The continuous development towards measuring our biometry is delivering an added layer of digital information that might become a useful and needed feature as we assemble AI with robotic and virtual humanlike entities. As our fascination with artificial intelligence wears off we gradually also might become even more aware of our embodied qualities. Of how our bodies are capable of detecting, perceiving, interpreting and communicating information, a kind of information that is hard to classify in words or intellectual formats. The fleeting feelings, sensations, gut-feelings, emotions….the fabric that both makes us come to aliveness and that weaves us together as social beings.
Inspired by the Cyborg concept, the blending of machine and the human, my artistic project sought out to create an Empath. My interest in the concept of Cyborg has however been to find a narrative looking at how we as humans might differ from machines or how we find ways adapting our bodies to machines. Some of the questions that has been following me through my research is : “why do we want machines with emotions”? and “can a machine ever replicate/simulate human emotions?”

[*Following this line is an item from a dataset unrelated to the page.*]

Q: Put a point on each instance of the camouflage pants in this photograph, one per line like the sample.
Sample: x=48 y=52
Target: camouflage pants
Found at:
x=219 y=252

This is where the concept of the Empath comes in, the cultural references of Empaths is of highly sensitive persons that are able to perceive, understand or even share the feelings of another person without direct communication by mouth.
The project has evolved into a performance where a Cyborg figure is approaching the audience. The figure is dressed in a silicone suit with embedded technology making use of EMG signals triggering sound-levels and soft robotics to visualize “sensing organs” or presenting non-human features. Embedded are also hidden sensors that picks up the pulse/heartbeat of the figure, and another sensor that is able to sense the pulse/heartbeat from selected audiences. By inviting in the audience into this slightly uncomfortable environment I am hoping to create some ambivalence between the unsettling atmosphere and the unfamiliar figure that is trying to connect emotionally.